L. L. Christenson
First Christmas in Eden
8H: Eight Horsemen of Equinox Estuary
A new Christian dystopian drama is unfolding . . . Will prayers be enough?
Who will protect the residents of Eden of Equinox Estuary? How will the Christians defend themselves in a battle they can’t see coming?
Who will survive the approaching wars? Who will be swept away in the flood, and who will remain standing when the unclean tides wash in and flood Equinox Estuary with intriguing new residents that possess god-like abilities?
Some residents believe that the prophecy told long ago is coming true. Others question the eyewitness account of Savan, Eden of Equinox Estuary’s youngest artist. What did she really see in the sunrise over the estuary that cold October morning?
If a dark-figured man really did drift into the estuary, anchor his boat to a rock in the grasses, and wade to shore, then why didn’t anyone else notice?
If he was from around Eden, or anywhere in Equinox Estuary, then why would he be crazy enough to attempt to lure in the wildest estuary horse? Everyone in Eden of Equinox Estuary knows not to get close to Titani, the yearling stallion born with a mark that resembles the map of their entire estuary on his forehead. Why hadn’t this man known to stay away? Titani doesn’t like humans, and he always runs at them, chasing them away. What hold did this man have on him anyway?
What did Titani’s silver-grey eyes see in the man? What was the pause in his eyes that Savan had described? Whether by Titani’s instincts or pure horse sense, Titani never failed to read the hearts or intentions of men.
Was Titani feeling the same evil aura that day as Savan? Why did Titani turn and look at her before rearing and baring his teeth at the intruder?
Titani had taken off after the man, attempting to trample him with his hooves and continuing to race after him, but the strange man escaped his fate.
He had evaporated in a wisp of smoke—that’s what Savan said—and appeared again seconds later inside his boat, drifting away through the folds of the late-season grasses.
After hearing Savan’s story, everyone questioned how he came to Eden of Equinox Estuary. The elders of the tribe asked Savan if the man was actually there at all.
The few people who stood by Savan and believed her story still ask if she can remember anything else about the man.
Whoever he was, wherever he went, he left no other witnesses.
The majority of the residents smiled at Savan when they saw her on the streets. She overheard their whispers and trailing laughter at what they called a tall tale. Their words hurt her feelings, but their odd stares and muffled conversations about her didn’t stifle her creativity. The pain of ridicule from those who didn’t believe her story opened her mind to look for every telling detail, things that couldn’t be challenged or referred to as it were, a child running with a wild imagination, in the future.
Weeks went by without further incident, but then, during the most sacred time of the year, a week before Christmas, the odd man returned. This time he was not alone and there were many witnesses among the doubters of Savan’ story, which only led to more questions.
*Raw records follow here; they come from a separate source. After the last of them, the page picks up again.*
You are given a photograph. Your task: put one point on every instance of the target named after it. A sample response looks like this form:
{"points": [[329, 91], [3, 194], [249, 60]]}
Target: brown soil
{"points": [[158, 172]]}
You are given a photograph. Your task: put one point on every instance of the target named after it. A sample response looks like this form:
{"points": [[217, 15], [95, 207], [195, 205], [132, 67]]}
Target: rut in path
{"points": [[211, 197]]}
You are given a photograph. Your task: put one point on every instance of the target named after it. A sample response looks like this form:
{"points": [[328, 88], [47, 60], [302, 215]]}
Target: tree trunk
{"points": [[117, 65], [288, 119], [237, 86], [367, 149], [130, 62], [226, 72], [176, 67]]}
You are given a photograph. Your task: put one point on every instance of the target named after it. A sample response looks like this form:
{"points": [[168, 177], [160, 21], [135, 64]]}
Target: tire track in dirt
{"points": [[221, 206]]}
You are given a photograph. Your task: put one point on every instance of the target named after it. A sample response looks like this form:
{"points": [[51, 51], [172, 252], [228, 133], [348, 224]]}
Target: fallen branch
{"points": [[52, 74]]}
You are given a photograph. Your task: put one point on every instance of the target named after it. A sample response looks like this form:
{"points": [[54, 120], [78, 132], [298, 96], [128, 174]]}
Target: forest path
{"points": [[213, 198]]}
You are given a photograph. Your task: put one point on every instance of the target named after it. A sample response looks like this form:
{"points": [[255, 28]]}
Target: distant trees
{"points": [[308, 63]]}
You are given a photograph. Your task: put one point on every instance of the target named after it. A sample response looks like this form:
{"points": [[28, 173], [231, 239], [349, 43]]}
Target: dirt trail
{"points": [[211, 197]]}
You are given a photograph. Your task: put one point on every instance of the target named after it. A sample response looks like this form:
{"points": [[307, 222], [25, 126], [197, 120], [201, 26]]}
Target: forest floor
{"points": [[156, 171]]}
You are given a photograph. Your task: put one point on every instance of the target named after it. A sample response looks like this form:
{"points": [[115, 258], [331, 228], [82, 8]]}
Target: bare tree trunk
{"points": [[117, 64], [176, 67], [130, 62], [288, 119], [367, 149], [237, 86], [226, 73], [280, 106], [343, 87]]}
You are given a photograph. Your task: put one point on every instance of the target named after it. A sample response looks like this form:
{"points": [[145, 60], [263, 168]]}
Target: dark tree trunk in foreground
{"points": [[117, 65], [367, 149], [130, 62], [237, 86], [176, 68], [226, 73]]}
This time, his appearance was undeniable, for there, in full view, pulling up to the banks of Equinox Estuary, was that same man in the boat that Savan had described. But he was not alone. He’d returned, not as a scout, but as a leader that now traveled with what appeared to be his troupe.
From a short distance, the residents of Equinox Estuary watched as these people and creatures stepped, flew, or jumped out of the boat. Who were these new explorers with god-like abilities that they could evaporate and reappear, shape-shifting from a human form into a cougar, an eagle, and a deer? It was obvious that they were eager to explore this new land on foot, on wing, and on the prowl for danger, ready to make their mark on and take possession of Eden.